I came out to one of my friends whom I had thought was very open-minded, at the time I was actually questioning whether I was trans or whether I was just crazy and/or going through a "phase" of wanting to be more masculine. So it was more of, telling her that I was confused about my gender, than actually saying "yeah I'm a transman" flat-out. She didn't react well, and we haven't spoken since.
The next friend I came out to, about a year afterwards when I'd figured out it was definitely not a phase nor insanity

I kinda hinted at it over a few days of texting her, I hadn't made up my mind whether to tell her or not.

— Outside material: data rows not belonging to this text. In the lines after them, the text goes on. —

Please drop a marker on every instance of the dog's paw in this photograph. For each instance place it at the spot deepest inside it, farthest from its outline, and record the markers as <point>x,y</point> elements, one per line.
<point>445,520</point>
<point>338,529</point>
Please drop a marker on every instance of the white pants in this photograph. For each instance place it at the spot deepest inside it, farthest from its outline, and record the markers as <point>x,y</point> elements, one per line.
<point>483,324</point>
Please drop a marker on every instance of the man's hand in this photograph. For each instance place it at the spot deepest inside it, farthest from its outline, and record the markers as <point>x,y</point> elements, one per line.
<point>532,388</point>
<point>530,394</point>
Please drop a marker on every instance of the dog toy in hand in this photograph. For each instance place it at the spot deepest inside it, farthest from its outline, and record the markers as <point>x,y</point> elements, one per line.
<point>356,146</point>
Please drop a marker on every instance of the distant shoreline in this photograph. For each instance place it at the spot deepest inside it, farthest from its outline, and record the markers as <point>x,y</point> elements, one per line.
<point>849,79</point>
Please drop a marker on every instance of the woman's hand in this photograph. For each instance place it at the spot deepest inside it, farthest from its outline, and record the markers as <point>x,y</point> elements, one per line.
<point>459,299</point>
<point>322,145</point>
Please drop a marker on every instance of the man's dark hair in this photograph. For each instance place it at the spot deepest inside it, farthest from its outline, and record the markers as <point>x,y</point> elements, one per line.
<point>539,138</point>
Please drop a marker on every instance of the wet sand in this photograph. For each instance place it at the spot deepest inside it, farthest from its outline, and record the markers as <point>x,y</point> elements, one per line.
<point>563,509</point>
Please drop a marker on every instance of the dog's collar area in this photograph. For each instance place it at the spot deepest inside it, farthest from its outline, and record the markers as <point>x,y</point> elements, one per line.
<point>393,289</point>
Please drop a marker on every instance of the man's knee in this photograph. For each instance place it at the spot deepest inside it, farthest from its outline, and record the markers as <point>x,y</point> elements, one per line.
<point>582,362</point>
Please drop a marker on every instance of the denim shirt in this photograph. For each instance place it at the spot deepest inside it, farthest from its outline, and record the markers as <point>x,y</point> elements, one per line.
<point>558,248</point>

We were talking about dating (not each other) and I was like "Yeah, I don't really want to date anyone for a while, I'm not really comfortable with the way my body is." She probably assumed I meant I wanted to lose some weight before dating (I had about 20-25 lbs to lose at the time), and I did but that wasn't what I was referring to. Then later on we were hanging out, and the dating subject came up again and she asked me what I meant (I think she was about to say "Well you're not
that fat" or some such thing) and I said something like, "Well... I don't know how to say this, so I'll just say it.... I'm a female-to-male transman." I expected her to be at least somewhat shocked, but she didn't seem surprised at all. So far she's been the most supportive of all my friends.
Everyone else, I just randomly told them. It was all along the lines of, "You know, there's something about me I think you should know.." then I just said, "I'm trans. Don't hate me!" It was basically a 50% success rate, so it sort of worked...

Overall, my guy friends have been much more accepting than my female friends.